I work in comms and content and I think there are 3 main things you need to clearly know and address in any messaging – be it scriptwriting, copywriting, editorial think pieces, or sponsored content.

  1. The What: What are you really saying? Do you know? THis is why I think AI won’t replace human writers – it has nothing new or original to say. It can only repackage things that came before. When it comes to ads, every message must feel embedded and its relevance to this moment understood. 
  2. The Who: Who are you saying it to? Who is your audience? The message must speak to what the audience actually cares about, not what the advertiser wants them to care about. 
  3. The Why: Why this product and why now? If the only answer you have for both is “someone’s paying for this,” then you’re doing a crap job. Even a casual viewer notices clunky product placement and is turned off by it. And when that happens, people are pulled out of the story. They’re distracted, they’re cringing, and they’re reaching for the remote. When that happens, your brand takes a major hit when it comes to both integrity and authenticity.

The moment your story starts carrying too many products, it stops carrying any meaning. And audiences care deeply about that.

It’s frustrating when great shows start to feel like over-monetized brand pitch decks.

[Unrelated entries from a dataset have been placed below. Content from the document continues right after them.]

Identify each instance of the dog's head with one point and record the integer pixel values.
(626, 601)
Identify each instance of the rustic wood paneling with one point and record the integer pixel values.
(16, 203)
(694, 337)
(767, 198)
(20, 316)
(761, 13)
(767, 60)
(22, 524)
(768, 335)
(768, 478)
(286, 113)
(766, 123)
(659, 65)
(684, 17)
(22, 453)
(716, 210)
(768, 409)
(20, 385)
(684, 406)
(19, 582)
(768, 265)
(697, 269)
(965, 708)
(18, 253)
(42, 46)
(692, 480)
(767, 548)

So, whether you’re writing for television or building narratives inside an organization, great writing still requires that you ask: Am I serving the narrative, or just treading water until we get to the next brand integration? When the answer tilts too far toward commerce, creativity starts to erode and you lose your audience.

Shows are already writing for something called second screen viewing – dumbing down shows so they are easier to follow when the viewer is simultaneously on a second screen (i.e. scrolling on their phone).

That feels incredibly sad to me: stories made to be half-watched by half-present people. We can do better.

But I do worry that the era of spon-con slop is upon us. Can we fight it and preserve the medium for actual storytelling? I truly hope so. 

Because stories make up the very fabric of the human experience. They are how we make sense of the world, understand each other, understand ourselves, build communities, foster empathy, expand our creativity, communicate our own feelings, share our experiences, and so much more.

In short: stories are how we connect, remember, and make meaning. They’re not commodities, they’re our connective tissue.

And when a show forgets that, when it collapses under the weight of its own brand obligations, audiences will leave. Because especially on Netflix, there’s always something else to watch. And right now, Nobody Wants This. (Heh.)